Plusieurs nuages risquent toutefois de faire de l’ombre à la success-story de cette entreprise présente aujourd’hui dans 150 pays, dont les États-Unis (son premier marché), le Royaume-Uni, l’Union Européenne, etc. D’abord, l’exemption de droits de douane (pour les colis de moins de 150 euros en Europe, et de moins de 800 dollars outre-Atlantique) dont elle bénéficie largement en raison du faible montant des commandes est de plus en plus remise en cause. Ensuite, la mauvaise image de Shein lui a déjà coûté l’abandon de la cotation aux États-Unis, en raison de l’hostilité des autorités américaines. En France, la plateforme doit aussi faire face à une proposition de loi « visant à réduire l’impact environnemental de l’industrie textile ». Elle sera bientôt examinée par le Sénat après avoir été mise sur pause par la dissolution de l’Assemblée nationale. Le texte prévoit des malus financiers de plusieurs euros pour chaque article concerné, qui financeront les entreprises vertueuses.

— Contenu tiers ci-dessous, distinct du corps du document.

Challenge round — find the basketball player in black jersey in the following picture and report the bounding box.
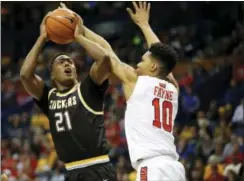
[20,7,116,181]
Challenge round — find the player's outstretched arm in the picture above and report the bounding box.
[20,12,50,100]
[127,2,179,90]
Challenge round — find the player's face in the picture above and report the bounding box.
[51,55,77,85]
[136,51,155,76]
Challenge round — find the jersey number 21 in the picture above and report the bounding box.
[55,111,72,132]
[152,98,173,132]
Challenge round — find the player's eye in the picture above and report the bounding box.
[68,60,73,64]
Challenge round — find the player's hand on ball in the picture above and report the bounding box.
[59,2,74,14]
[74,14,84,39]
[40,12,51,41]
[127,2,151,26]
[59,2,84,39]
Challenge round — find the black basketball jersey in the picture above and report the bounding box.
[34,75,109,163]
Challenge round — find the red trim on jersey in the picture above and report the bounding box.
[140,167,148,181]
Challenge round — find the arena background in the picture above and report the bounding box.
[1,1,244,181]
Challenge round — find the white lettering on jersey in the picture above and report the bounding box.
[49,96,77,110]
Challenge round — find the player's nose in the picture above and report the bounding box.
[64,61,71,67]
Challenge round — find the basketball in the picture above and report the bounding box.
[45,9,78,44]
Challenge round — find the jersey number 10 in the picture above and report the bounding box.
[152,98,173,132]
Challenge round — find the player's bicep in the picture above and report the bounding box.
[109,53,137,84]
[20,74,45,100]
[90,60,110,85]
[167,73,179,92]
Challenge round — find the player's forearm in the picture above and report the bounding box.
[84,26,113,52]
[107,54,126,81]
[167,73,179,89]
[20,36,46,78]
[138,23,160,48]
[76,35,109,63]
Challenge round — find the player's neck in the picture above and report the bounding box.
[152,72,166,80]
[56,80,78,91]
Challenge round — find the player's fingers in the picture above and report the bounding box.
[132,1,139,10]
[126,8,134,17]
[74,13,82,26]
[139,1,143,9]
[147,3,151,13]
[143,2,147,9]
[60,2,67,9]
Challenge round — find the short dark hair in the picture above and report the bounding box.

Pour redorer son blason, Shein a nommé en décembre 2024 l’ancien ministre de l’intérieur Christophe Castaner, l’ancienne secrétaire d’État chargée de l’aide aux victimes Nicole Guedj, et Bernard Spitz (ex-président de la commission Europe et international du Medef et ex-président de la fédération française des sociétés d’assurances) au sein d’un comité régional, comme révélé par nos confrères de la Lettre fin décembre. Le rôle de ces personnalités ? Conseiller le groupe en matière de responsabilité sociétale des entreprises (RSE). Contacté par l’Informé, l’ex n° 1 de la Place Beauvau, qui a précisé ne pas être porte-parole de Shein, ni son employé, nous a indiqué avoir signé un contrat de mission avec le géant du textile sur les sujets de RSE en Europe, Afrique et Moyen-Orient, pour une mission qui se déroulera « en 2025. » Interrogé lors de la matinale de France Inter le 16 janvier sur cette nomination qui a le don d’indigner les professionnels français de la mode, le président du Medef Patrick Martin s’est « refusé à distribuer les bons et les mauvais points ». Il s’est en revanche déclaré « inquiet de la marée montante très rapide de ces sites qui sont très créatifs, très agressifs et qui bénéficient à certains égards de dispositions dérogatoires », citant des exemptions de TVA ou des tarifs postaux très avantageux. « Je pense qu’il faut rétablir des conditions d’équité concurrentielle et ce n’est pas Christophe Castaner à lui seul qui va régler ça, ni l’accentuer », a conclu le patron des patrons.
Au sujet des propos tenus par Patrick Martin, Shein indique s’acquitter de l’ensemble des taxes et impôts dus au gouvernement français, y compris la TVA, aussi bien pour ses opérations sur le territoire que pour ses ventes sur le marché français.